In [2]:
%run Latex_macros.ipynb

<IPython.core.display.Latex object>

In [2]:
%run beautify_plots.py

In [3]:
# My standard magic !  You will see this in almost all my notebooks.

from IPython.core.interactiveshell import InteractiveShell
InteractiveShell.ast_node_interactivity = "all"

# Reload all modules imported with %aimport
%load_ext autoreload
%autoreload 1

%matplotlib inline

In [4]:
import pandas as pd
import numpy as plt

import matplotlib.pyplot as plt

import os 


# Convolutional Neural Networks: in pictures

It may be easier to grasp the workings of a CNN in pictures.

We start with the simplest case of input $\x$ and pattern $\kernel$
- one non-feature dimension: a 1D vector
- one input feature
- one output feature

We work our way up to a more complicated case
- two non-feature dimensions: 2D matrix
- a number of input features
- a number of output  features (possibly different from the input)

The [notebook](CNN_pictorial.ipynb) illustrates the various possibilities.
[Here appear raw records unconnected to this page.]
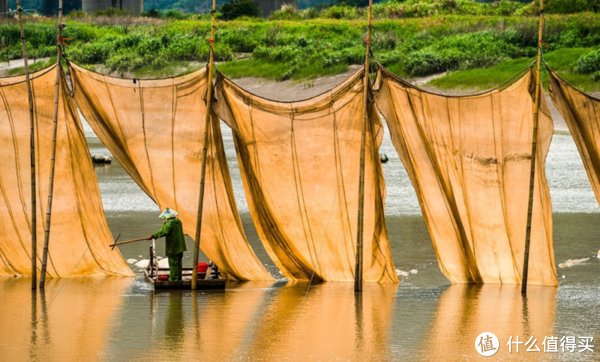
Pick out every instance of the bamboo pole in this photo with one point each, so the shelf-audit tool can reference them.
(207, 125)
(358, 270)
(31, 150)
(536, 110)
(112, 246)
(57, 86)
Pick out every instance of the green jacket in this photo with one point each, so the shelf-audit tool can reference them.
(173, 231)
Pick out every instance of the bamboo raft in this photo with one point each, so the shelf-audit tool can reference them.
(159, 277)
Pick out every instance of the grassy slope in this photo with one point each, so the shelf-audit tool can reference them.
(480, 51)
(561, 60)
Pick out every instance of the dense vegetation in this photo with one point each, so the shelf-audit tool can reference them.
(298, 49)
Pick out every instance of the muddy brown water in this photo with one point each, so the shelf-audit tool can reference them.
(422, 318)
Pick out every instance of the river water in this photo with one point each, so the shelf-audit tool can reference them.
(423, 318)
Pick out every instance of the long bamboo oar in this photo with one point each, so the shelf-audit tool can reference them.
(207, 125)
(536, 111)
(112, 246)
(57, 86)
(32, 151)
(361, 178)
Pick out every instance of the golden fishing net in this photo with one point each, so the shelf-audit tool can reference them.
(582, 114)
(300, 168)
(155, 129)
(469, 160)
(80, 236)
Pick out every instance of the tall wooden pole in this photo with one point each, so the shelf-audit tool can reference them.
(57, 89)
(207, 125)
(358, 270)
(31, 150)
(536, 111)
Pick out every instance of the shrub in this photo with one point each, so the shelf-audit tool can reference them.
(588, 63)
(238, 8)
(182, 48)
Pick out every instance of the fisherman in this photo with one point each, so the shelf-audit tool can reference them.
(172, 229)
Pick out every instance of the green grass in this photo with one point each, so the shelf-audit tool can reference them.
(33, 67)
(561, 60)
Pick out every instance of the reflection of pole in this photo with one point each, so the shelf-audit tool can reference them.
(207, 127)
(31, 151)
(57, 89)
(361, 178)
(536, 111)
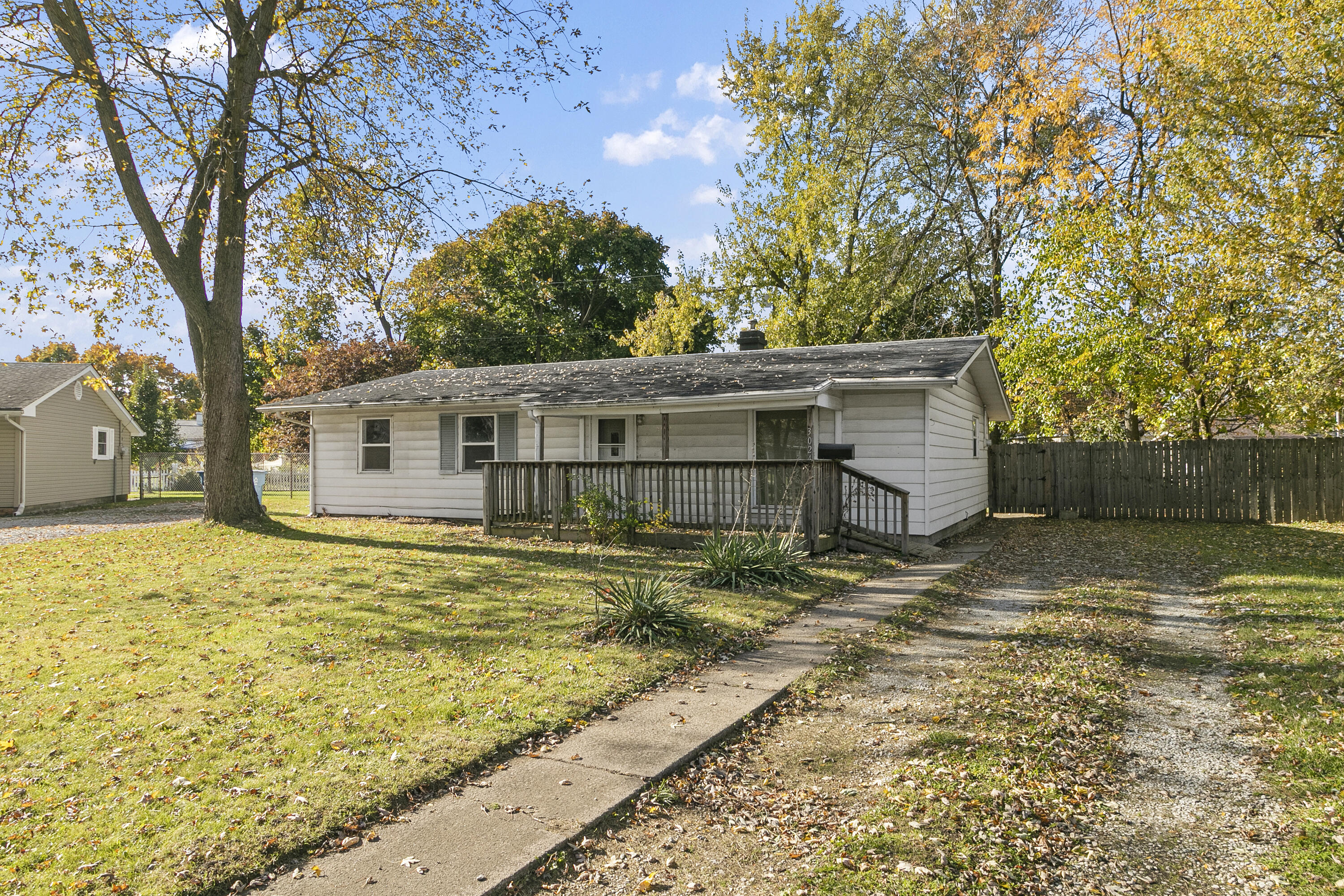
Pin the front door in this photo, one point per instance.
(781, 436)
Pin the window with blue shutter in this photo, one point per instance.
(448, 443)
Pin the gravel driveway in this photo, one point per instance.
(125, 516)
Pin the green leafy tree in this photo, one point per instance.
(154, 413)
(541, 283)
(326, 367)
(121, 366)
(343, 245)
(896, 168)
(682, 322)
(1150, 312)
(148, 144)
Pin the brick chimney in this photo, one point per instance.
(750, 339)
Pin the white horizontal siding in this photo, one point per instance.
(959, 464)
(709, 436)
(9, 465)
(886, 431)
(414, 487)
(562, 439)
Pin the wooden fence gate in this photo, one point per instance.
(1222, 480)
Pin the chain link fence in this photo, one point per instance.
(178, 473)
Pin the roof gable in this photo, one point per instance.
(25, 385)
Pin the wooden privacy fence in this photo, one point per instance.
(1221, 480)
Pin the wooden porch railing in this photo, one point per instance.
(808, 497)
(874, 511)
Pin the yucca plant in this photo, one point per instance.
(742, 560)
(646, 609)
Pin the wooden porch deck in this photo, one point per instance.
(807, 499)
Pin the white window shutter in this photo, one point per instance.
(448, 443)
(506, 440)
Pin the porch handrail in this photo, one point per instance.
(795, 496)
(807, 497)
(873, 509)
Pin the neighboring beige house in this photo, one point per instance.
(191, 435)
(65, 440)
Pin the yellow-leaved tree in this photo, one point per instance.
(143, 143)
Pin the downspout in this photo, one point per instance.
(312, 460)
(538, 436)
(23, 466)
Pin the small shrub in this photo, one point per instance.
(752, 560)
(608, 520)
(646, 609)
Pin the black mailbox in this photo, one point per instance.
(835, 452)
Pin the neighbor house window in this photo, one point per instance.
(104, 444)
(478, 441)
(375, 445)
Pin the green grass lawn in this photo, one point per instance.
(185, 704)
(1283, 589)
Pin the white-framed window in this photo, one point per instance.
(104, 443)
(611, 440)
(479, 441)
(375, 445)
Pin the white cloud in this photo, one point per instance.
(668, 136)
(694, 248)
(702, 82)
(707, 195)
(197, 45)
(632, 88)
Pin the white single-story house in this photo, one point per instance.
(910, 414)
(191, 435)
(65, 440)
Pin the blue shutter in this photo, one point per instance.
(506, 439)
(448, 443)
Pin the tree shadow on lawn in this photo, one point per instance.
(543, 616)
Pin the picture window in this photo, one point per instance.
(104, 443)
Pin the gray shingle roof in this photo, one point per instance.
(22, 383)
(652, 379)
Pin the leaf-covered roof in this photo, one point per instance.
(636, 381)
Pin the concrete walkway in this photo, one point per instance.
(465, 849)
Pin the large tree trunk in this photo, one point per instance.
(229, 491)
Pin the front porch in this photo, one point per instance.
(819, 503)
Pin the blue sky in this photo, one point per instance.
(655, 142)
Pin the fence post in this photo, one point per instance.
(1092, 481)
(556, 501)
(487, 497)
(1050, 480)
(714, 488)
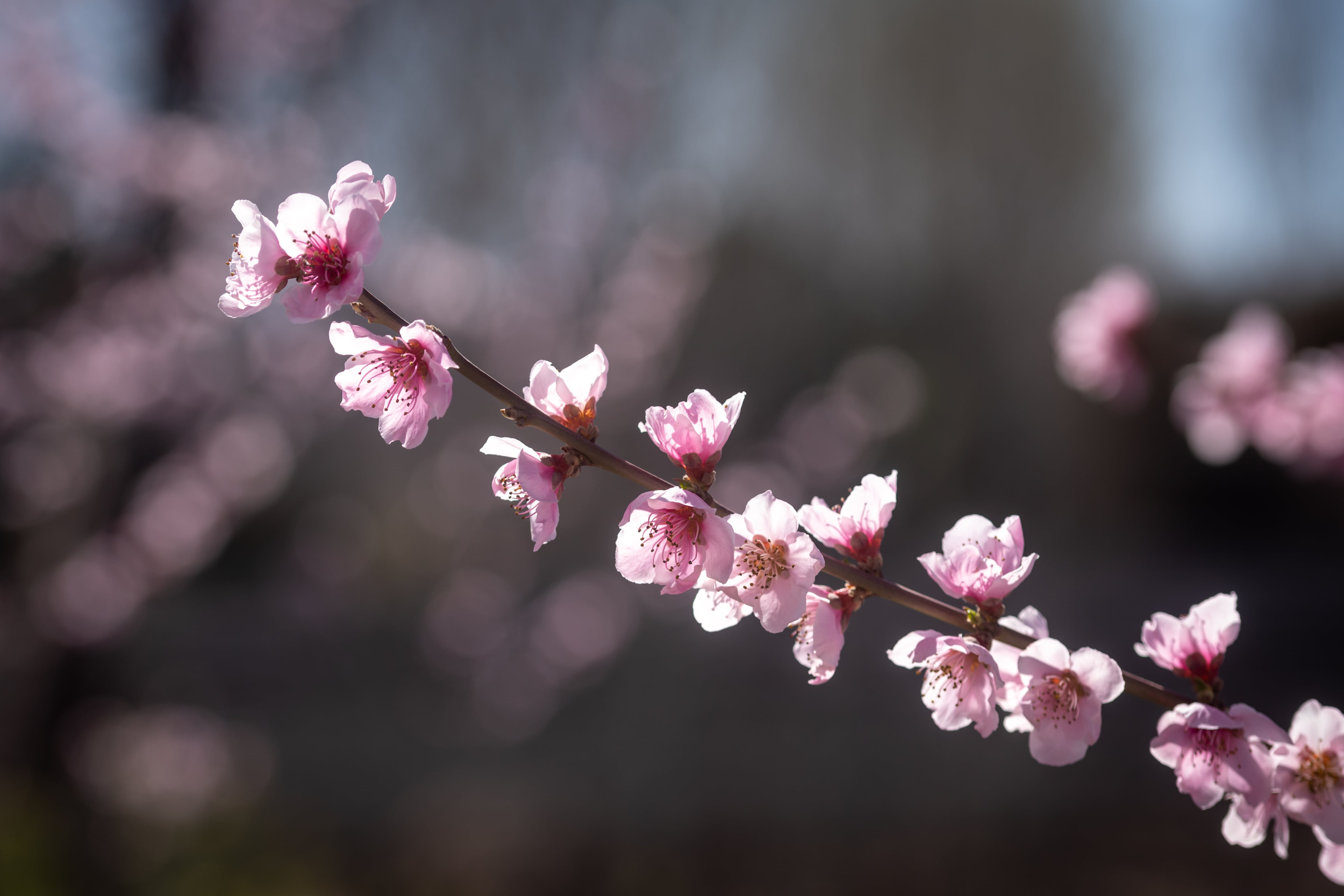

In the remainder of this notebook: we explain the pictures.

# Preliminaries

# Behavior of a CNN layer

Layer $\ll$ in a Sequential NN transforms transforms input $\y_{(\ll-1)}$ to output $y_\llp$
- $\y_\llp$ is called a *feature map*, for all layers $\ll$
    - for each location in $\y_{(\ll-1)}$
    - it measures the intensity of the pattern match when the pattern is centered at that location 
    
So we write the input as $\y_{(\ll-1)}$ rather than the $\x$ we had used previously.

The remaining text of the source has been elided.